Novel Empirical Likelihood Inference for the Mean Difference with Right-Censored Data
Yichuan Zhao (Georgia State University)
Abstract: This paper focuses on comparing two means and finding a confidence interval for the difference of two means with right-censored data using the empirical likelihood method combined with the i.i.d. random functions representation. Some early researchers proposed empirical likelihood-based confidence intervals for the mean difference based on right-censored data using the synthetic data approach. However, their empirical log-likelihood ratio statistic has a scaled chi-squared distribution. To avoid the estimation of the scale parameter in constructing confidence intervals, we propose an empirical likelihood method based on the i.i.d. representation of Kaplan–Meier weights involved in the empirical likelihood ratio. We obtain the standard chi-squared distribution. We also apply the adjusted empirical likelihood to improve coverage accuracy for small samples. We investigate a new empirical likelihood method, the mean empirical likelihood, within the framework of our study. Via extensive simulations, the proposed empirical likelihood confidence interval has better coverage accuracy than those from existing methods. Finally, our findings are illustrated with a real data set.

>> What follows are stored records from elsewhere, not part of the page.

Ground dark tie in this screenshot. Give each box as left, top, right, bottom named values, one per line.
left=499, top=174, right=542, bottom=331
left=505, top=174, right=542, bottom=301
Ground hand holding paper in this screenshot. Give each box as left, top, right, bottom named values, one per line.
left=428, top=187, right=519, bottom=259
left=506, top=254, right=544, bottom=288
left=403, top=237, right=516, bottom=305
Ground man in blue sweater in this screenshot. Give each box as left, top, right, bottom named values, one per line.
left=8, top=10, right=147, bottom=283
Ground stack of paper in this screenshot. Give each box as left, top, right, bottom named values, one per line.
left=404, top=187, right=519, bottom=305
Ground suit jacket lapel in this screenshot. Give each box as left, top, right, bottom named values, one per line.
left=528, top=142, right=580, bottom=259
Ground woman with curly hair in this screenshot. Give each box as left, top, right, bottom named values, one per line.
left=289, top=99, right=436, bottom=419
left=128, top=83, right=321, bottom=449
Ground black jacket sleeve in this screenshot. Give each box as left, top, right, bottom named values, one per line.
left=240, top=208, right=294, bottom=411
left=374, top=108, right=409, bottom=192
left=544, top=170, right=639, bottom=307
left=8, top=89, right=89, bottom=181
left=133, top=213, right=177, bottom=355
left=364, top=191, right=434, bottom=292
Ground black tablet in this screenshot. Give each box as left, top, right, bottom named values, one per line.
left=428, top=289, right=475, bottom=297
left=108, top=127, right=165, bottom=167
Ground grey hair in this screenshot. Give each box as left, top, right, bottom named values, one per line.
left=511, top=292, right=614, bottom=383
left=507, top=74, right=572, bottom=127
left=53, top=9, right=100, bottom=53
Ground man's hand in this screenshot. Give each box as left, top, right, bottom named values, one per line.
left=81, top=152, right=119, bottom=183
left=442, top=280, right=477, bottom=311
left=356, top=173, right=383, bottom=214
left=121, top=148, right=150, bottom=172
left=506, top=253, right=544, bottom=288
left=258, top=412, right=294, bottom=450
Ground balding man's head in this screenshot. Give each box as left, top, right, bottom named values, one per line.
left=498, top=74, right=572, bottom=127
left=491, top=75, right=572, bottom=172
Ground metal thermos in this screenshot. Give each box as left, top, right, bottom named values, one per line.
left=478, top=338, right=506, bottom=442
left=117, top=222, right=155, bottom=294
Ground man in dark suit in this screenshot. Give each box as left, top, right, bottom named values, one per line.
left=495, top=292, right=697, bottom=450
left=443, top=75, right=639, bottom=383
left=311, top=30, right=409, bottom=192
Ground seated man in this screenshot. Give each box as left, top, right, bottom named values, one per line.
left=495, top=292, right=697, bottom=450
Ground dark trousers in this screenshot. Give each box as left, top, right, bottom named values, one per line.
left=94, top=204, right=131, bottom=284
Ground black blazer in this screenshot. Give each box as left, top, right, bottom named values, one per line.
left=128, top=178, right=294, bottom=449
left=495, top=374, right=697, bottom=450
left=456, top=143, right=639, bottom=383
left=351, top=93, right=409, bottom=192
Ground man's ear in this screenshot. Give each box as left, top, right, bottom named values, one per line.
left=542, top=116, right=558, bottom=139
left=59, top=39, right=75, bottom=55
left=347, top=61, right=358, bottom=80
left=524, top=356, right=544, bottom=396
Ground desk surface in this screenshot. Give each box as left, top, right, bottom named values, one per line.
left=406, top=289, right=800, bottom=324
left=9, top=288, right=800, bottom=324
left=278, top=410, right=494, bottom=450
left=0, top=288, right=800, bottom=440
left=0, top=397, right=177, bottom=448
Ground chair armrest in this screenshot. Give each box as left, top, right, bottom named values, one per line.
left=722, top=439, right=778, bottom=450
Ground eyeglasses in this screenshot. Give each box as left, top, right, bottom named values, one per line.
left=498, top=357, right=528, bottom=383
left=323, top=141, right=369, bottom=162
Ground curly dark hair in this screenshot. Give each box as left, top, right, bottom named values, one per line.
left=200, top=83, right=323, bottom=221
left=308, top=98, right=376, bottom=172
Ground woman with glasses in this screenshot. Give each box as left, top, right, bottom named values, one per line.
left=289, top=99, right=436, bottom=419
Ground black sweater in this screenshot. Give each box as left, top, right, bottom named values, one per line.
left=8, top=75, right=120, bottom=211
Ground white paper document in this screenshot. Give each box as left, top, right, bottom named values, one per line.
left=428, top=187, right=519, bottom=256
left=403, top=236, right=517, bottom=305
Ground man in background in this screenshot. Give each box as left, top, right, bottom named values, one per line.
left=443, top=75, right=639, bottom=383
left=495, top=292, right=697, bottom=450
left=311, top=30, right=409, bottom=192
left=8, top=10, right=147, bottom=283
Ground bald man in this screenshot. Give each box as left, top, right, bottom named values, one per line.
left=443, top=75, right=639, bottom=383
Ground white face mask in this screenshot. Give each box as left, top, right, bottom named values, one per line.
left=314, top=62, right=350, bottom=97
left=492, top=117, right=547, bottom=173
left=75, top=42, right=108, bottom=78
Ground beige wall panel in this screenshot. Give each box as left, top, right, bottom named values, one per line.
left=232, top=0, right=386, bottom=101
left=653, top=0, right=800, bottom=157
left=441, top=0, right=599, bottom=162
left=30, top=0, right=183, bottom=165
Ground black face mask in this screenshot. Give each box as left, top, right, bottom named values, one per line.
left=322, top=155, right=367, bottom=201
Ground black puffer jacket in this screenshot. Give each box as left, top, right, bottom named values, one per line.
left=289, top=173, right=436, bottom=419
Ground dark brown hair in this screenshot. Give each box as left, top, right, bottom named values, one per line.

Steering the Attention of Large Language Models
Tuo Zhao (Georgia Institute of Technology)
Abstract: Large language models (LLMs) like ChatGPT and GPT-4 are transforming our daily lives through their ability to generate human-like text. The superior performance of LLMs stems from massive transformer models, self-attention mechanisms, pre-training on massive datasets, and fine-tuning with human feedback.
In this talk, I will first provide an overview of LLMs with a focus on self-attention mechanisms, and then share some recent advance on steering the self-attention of LLMs to better align them with a user’s prompts and instructions. Specifically, through simple and efficient post-hoc attention reweighting, we can highlight critical content specified by the user, enhancing the instruction-following capabilities of LLMs. This allows us to exert more control over how LLMs allocate attention, leading to more controllable and beneficial LLMs.